How many SmartKem (SMTK) shares were entitled to vote and present at the meeting?

SmartKem had 21,446,213 common shares entitled to vote. At the annual meeting, holders of 14,391,656 shares were represented in person or by proxy, establishing a quorum to conduct business and vote on the eleven proposals presented.

What change to SmartKem (SMTK) authorized share capital was approved?

Shareholders approved a large increase in authorized common shares. The Amended and Restated Certificate of Incorporation will be amended to raise authorized common stock from 300,000,000 to 5,000,000,000 shares, significantly expanding the company’s capacity to issue additional equity.

Did SmartKem (SMTK) shareholders authorize reverse stock splits?

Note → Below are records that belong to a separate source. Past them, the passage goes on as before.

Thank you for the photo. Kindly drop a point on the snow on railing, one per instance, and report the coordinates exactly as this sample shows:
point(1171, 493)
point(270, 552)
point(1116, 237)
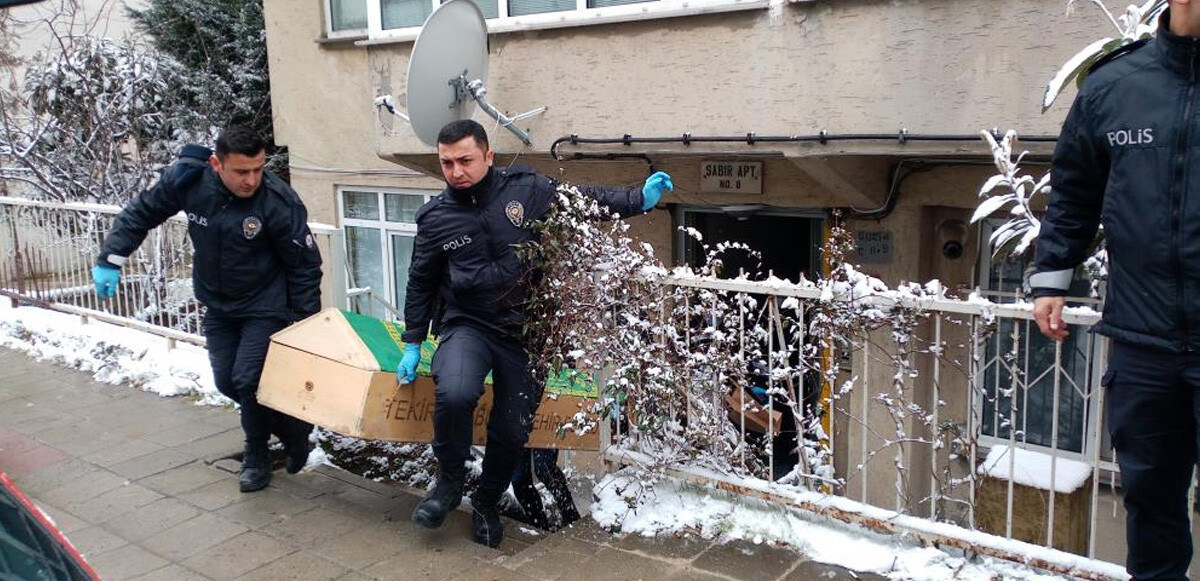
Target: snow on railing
point(47, 251)
point(976, 376)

Yes, shareholders approved potential reverse stock splits. They granted the Board of Directors discretionary authority to implement up to two reverse stock splits through amendments to the Amended and Restated Certificate of Incorporation, giving flexibility to adjust the share count if needed.

What equity incentive plan changes did SmartKem (SMTK) adopt?

Shareholders approved an increase to the 2021 Equity Incentive Plan share pool. The maximum shares issuable under the plan will rise from 1,643,692 to 2,144,622 shares, before giving effect to any reverse stock splits approved at the same meeting.

How did SmartKem (SMTK) shareholders vote on issuing stock below the Nasdaq minimum price?

Stockholders approved below-minimum-price share issuances above 19.99%. They authorized such issuances for both the company’s Equity Line of Credit and the conversion of Series A convertible preferred stock or related warrant exercises, subject to the approved terms.

What governance amendments affecting SmartKem (SMTK) stockholders were approved?

Stockholders approved two notable governance changes. The charter will permit stockholder action by written consent in lieu of a meeting and remove certain two-thirds supermajority consent requirements, potentially making some corporate actions easier to approve.